In 2006, the automobile and parts manufacturing industry's presence in West Virginia circulated $7.79 billion through the state's economy. In 2007, NGK Spark Plugs (USA), Inc. announced it will build a new spark plug producing plant beside its existing oxygen sensor plant and distribution center in Sissonville.
Q. Are any areas growing with a particular type of industry?
A. We see a strong correlation between population change and increases in employment. According to Workforce West Virginia county-level data for 2000 and 2005, we have seen population and job gains in Monongalia County. Morgantown, the county seat, is home to the National Biometric Security Project's Test, Research and Data Center, the only ISO-accredited biometrics laboratory in the world. Other growth areas include Berkeley County, part of the Washington, D.C., metro area; and Putnam County.
Q. What is happening in the area of exports and direct foreign investment?

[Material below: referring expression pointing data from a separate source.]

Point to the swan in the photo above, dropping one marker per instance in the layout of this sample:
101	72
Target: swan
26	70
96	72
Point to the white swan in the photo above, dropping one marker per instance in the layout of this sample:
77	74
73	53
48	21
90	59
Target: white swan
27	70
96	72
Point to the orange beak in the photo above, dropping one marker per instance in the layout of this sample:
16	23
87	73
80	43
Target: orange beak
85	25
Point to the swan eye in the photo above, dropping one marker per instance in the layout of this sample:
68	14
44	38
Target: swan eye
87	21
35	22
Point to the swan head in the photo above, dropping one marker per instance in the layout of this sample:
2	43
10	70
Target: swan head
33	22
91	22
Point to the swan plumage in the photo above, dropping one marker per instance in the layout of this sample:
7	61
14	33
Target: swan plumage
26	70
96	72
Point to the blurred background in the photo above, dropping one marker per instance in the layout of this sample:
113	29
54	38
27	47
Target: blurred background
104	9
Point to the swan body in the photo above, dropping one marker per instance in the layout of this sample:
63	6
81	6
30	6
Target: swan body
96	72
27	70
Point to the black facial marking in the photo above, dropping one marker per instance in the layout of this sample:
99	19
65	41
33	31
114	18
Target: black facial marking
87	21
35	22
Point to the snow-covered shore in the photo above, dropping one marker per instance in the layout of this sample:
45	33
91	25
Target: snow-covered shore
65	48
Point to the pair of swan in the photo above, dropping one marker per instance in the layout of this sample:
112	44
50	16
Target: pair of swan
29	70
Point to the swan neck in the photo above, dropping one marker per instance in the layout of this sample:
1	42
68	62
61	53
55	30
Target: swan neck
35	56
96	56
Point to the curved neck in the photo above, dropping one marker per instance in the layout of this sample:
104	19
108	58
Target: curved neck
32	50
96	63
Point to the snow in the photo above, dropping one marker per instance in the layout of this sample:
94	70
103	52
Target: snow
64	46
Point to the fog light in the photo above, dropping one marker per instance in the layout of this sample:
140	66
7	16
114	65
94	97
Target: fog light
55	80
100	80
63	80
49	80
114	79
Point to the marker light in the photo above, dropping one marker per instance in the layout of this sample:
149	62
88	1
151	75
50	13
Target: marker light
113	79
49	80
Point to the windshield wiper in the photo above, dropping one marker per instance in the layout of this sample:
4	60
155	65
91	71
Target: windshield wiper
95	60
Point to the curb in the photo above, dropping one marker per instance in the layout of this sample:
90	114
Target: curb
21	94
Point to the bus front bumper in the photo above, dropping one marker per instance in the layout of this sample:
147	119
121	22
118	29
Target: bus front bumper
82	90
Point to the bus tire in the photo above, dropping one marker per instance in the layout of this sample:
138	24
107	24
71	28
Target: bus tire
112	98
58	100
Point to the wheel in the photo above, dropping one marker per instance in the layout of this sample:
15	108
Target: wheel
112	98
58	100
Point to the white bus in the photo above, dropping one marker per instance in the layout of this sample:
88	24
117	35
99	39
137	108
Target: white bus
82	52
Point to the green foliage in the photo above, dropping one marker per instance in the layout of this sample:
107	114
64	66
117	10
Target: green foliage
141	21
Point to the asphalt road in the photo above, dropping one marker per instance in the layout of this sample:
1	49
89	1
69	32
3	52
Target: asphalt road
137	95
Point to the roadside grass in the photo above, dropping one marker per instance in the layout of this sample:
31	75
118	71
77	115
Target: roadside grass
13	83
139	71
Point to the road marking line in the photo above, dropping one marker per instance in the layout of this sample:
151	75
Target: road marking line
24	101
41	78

A. West Virginia's export shipments of merchandise in 2006 totaled $3.2 billion. In the first six months of 2007, U.S. exports grew 10 percent, but West Virginia exports grew by 17 percent, surpassing the national average. In order of size, West Virginia's top international export markets are the European Union, Canada, Japan and China. The state hosts more than 100 international manufacturing facilities. Successful international companies operating in West Virginia include Toyota Motor Manufacturing in Buffalo, Allevard Springs USA in Prichard, Diamond Electric in Eleanor, and Hino Motors Manufacturing in Williamstown.
West Virginia staffs a European business development office in Munich, Germany, and an Asian business development office in Nagoya, Japan.